Post Office savers will no longer rely on the Irish government to protect their cash from tomorrow.
All deposits will be covered by the UK's Financial Services Compensation Scheme (FSCS) from 1 November (see the Safe Savings guide).
This means the first £50,000 per person will be protected if Bank of Ireland (BoI), the institution that runs the Post Office's savings arm, goes bust. From 31 December the protection level rises to £85,000 in line with the rise for all UK banks.
BoI has set up a UK subsidiary, Bank of Ireland (UK) PLC, to house all Post Office savings cash and all deposits from its customers in Northern Ireland.
As things stand before tomorrow's switchover, Post Office savings fall under the main BoI licence in Ireland. For protection purposes, it falls under the local scheme which guarantees the first €100,000 (£85,000).
While that limit is higher than the current UK cap, doubts have been expressed over the safety of the Irish economy (see the Irish Banks worry MSE News story).
Martin Lewis, MoneySavingExpert.com creator, says: "This is great news. For the last few years, while Punjabi National and the First Bank of Nigeria both have full UK protection, Post Office savers needed to rely on another country's scheme.

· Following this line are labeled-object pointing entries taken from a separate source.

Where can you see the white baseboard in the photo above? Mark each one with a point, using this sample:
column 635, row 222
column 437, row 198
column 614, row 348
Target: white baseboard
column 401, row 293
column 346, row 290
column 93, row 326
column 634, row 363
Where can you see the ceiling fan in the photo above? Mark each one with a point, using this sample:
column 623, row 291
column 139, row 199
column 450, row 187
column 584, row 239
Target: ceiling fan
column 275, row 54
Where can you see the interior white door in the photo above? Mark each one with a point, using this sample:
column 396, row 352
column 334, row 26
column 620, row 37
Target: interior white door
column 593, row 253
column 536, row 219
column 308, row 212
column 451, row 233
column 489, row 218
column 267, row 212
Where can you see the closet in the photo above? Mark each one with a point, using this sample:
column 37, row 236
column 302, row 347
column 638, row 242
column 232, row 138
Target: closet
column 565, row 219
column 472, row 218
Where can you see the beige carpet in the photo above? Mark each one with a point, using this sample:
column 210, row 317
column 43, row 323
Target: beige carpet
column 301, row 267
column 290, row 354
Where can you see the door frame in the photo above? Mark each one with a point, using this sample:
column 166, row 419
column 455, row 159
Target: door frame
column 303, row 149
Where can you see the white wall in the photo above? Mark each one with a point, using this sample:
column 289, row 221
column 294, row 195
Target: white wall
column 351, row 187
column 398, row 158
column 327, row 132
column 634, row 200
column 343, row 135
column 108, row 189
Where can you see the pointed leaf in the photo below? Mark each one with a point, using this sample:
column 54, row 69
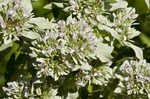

"This was especially damaging because of the confusion between Post Office-branded savings and products it sells from NS&I, the 100% safe government-owned institution.
"Having met the Post Office and strongly lobbied that it undermined the trust consumers should have in their savings, I was delighted when I heard the change would happen.
"Fingers crossed it pulls out some cracking rates in the future as, with this change, there are no negatives to putting cash there."